Data Contamination Calibration for Black-box LLMs

Wentao Ye,Jiaqi Hu,Liyao Li,Haobo Wang,Gang Chen,Junbo Zhao
2024-06-03
Abstract:The rapid advancements of Large Language Models (LLMs) tightly associate with the expansion of the training data size. However, the unchecked ultra-large-scale training sets introduce a series of potential risks like data contamination, i.e. the benchmark data is used for training. In this work, we propose a holistic method named Polarized Augment Calibration (PAC) along with a new to-be-released dataset to detect the contaminated data and diminish the contamination effect. PAC extends the popular MIA (Membership Inference Attack) -- from machine learning community -- by forming a more global target at detecting training data to Clarify invisible training data. As a pioneering work, PAC is very much plug-and-play that can be integrated with most (if not all) current white- and black-box LLMs. By extensive experiments, PAC outperforms existing methods by at least 4.5%, towards data contamination detection on more 4 dataset formats, with more than 10 base LLMs. Besides, our application in real-world scenarios highlights the prominent presence of contamination and related issues.
Machine Learning
What problem does this paper attempt to address?

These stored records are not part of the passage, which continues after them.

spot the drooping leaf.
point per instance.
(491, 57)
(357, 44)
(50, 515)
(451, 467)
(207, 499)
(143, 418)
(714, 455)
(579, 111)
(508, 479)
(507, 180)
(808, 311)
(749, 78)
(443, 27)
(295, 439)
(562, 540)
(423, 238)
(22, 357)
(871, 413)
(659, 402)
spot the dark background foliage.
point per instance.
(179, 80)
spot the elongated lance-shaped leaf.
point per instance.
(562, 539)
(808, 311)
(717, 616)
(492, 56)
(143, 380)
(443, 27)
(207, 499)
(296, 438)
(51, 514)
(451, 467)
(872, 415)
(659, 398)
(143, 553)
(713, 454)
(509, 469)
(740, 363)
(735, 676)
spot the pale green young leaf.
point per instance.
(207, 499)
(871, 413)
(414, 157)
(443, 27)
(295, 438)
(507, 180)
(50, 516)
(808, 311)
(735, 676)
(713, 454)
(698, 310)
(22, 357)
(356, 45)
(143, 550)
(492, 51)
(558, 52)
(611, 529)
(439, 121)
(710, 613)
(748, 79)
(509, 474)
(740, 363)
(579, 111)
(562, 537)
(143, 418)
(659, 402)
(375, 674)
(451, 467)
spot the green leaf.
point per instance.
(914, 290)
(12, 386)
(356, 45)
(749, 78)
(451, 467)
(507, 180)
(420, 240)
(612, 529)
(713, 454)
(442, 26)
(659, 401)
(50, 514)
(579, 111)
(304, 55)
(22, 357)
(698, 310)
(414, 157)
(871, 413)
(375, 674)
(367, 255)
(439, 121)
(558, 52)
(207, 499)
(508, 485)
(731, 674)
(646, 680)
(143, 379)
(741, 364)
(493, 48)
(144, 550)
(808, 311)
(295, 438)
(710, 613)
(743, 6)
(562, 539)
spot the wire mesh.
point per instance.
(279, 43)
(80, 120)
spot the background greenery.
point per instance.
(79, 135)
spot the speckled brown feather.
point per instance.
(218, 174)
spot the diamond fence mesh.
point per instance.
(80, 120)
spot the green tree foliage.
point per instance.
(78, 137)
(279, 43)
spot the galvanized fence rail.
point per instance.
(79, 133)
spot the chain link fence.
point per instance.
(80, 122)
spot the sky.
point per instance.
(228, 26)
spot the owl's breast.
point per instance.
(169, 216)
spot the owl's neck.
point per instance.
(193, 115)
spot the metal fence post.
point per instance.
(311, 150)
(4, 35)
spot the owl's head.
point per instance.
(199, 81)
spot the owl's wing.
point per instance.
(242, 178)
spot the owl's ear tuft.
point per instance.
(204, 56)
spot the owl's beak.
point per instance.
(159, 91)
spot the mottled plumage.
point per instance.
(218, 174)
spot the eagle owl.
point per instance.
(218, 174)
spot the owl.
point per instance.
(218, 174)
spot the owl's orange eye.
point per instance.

The problem that this paper attempts to solve is the data contamination issue in the training data of large - language models (LLMs). Specifically, due to the continuous expansion of the training set size, some benchmark test data may be inadvertently included in the training set, which leads to misleading evaluation results and further affects the effectiveness and safety of the model. In addition, such data contamination may also lead to legal, privacy - invasion and bias problems. The paper proposes a method named Polarized Augment Calibration (PAC), aiming to detect and reduce the impact of this data contamination. PAC enhances the detection ability of training data by generating adjacent samples and calculating the polarization distance, and is applicable to most current white - box and black - box LLMs. Through extensive experiments, PAC performs well on multiple data set formats and underlying LLMs, improving the data contamination detection performance by at least 4.5% compared with existing methods.